(EDU3) Challenging Hate: Fostering Human Flourishing

Monday Jun 17 9:00 am to 10:30 am (Eastern Daylight Time)
Wong Building - WONG 1050

Session Code: EDU3
Session Format: Paper Presentations
Session Language: English
Research Cluster Affiliation: Sociology of Education
Session Categories: In-person Session

This session invited papers that draw on theoretical or empirical research to address the topic of challenging hate within educational institutions. We are interested in the work happening in educational institutions that seeks to promote just, democratic, and inclusive educational practices that centre on human flourishing and the success (in all aspects of the word) of students.  Cross-listed with the Canadian Association of Sociology of Education (CASE). Tags: Education, Equality and Inequality

Organizers: Cathlene Hillier, Crandall University, Maria Brisbane, University of Waterloo; Chair: Anastasia Kulpa, University of Alberta/Concordia University of Edmonton

Presentations

Mojtaba Rostami, University of Calgary

Hate in the Ivory Tower? Investigating Hate Incidents on Canadian University Campuses

This study investigates hate crimes on Canadian university campuses, focusing on the impact on marginalized groups. It identifies a gap in the literature and explores students experiences and campus climate perceptions through thirty qualitative interviews across Alberta, Canada. While overt hate crimes are rare, microaggressions and stereotypes persist, affecting marginalized students well-being and academic performance. Noting a decline in hate incidents compared to previous studies, the research examines university administration responses, reporting mechanisms, and support for victims. It underscores the importance of addressing cultural ignorance and improving institutional support, highlighting methodological considerations for future campus hate crime research.

Xinru FAN, Beijing Foreign Studies University

Unmasking Power Dynamics: A Critical Discourse Analysis of Indigenous Education Policy in Ontario

Policy matters for those interested in inequalities because it shapes who benefits, for what purposes and who pays. Ontario has released its formal policy frameworks guiding and supporting Indigenous education in 2007: Ontario First Nation, Metis, and Inuit Education Policy Framework. However, according to Wotherspoon, there exists a form of "democratic colonialism" in Canadian legislation, discourse and practice. This raises concerns about whether these policy frameworks inadvertently conceal unequal power dynamics. Using Critical Discourse Analysis, the study moves beyond a narrow focus on language features and considers how language is used to construct and perpetuate the disadvantage faced by Indigenous people in Canada.

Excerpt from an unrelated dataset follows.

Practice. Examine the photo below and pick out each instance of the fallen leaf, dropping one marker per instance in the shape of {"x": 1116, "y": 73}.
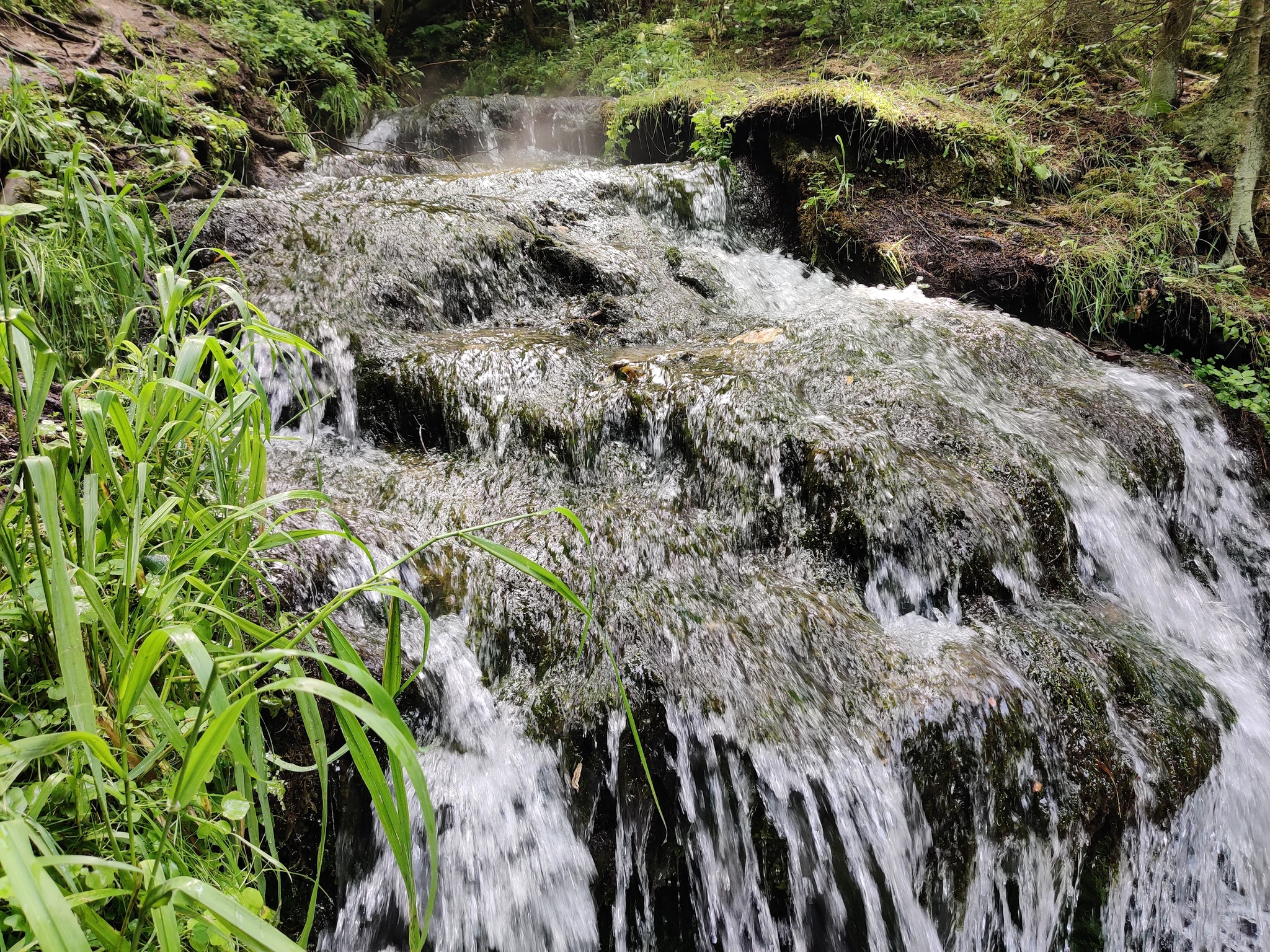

Sarah Masri, McMaster University

Islamophobia and its Impacts on School Performance among Muslim Canadian Youth

Muslim adolescents’ academic engagement is negatively impacted when they experience bullying at school. Lowered academic engagement leads to lack of interest in studying, especially when students are exposed to anti-Muslim stereotypes in their school climates, which lead them to feel misunderstood, unsafe and even excluded. (Moffic, Peteet, Hankir, and Awaad 2019). While studies have focused on Muslim students in the United States, this phenomenon can be applied to Canadian Muslim students. My presentation will look at Muslim students in Toronto schools’ performances and the degree in which their academic performances are affected by their sense of belonging in school.

Esther Ignagni, Toronto Metropolitan University; Eliza Chandler, Toronto Metropolitan University; Kelly Flinn, Toronto Metropolitan University; Lokchi Lam, York University

Access, Interdependence and the Dynamics of Dissensus

In this presentation, we engage with disability justice frameworks that foreground access intimacy to explore how the turn to critical access and interdependence works to resist ableism and other forms of hate. Drawing on a series of design fiction workshops, we consider the possibilities of shared vulnerability in the dynamics of a generative dissensus that emerges when envisioning access in crip futures. We will also explore the limits of dissensus within relationships of interdependence and care, which sometimes require us to sustain rather than resist relationships we find ableist or otherwise marked by hate.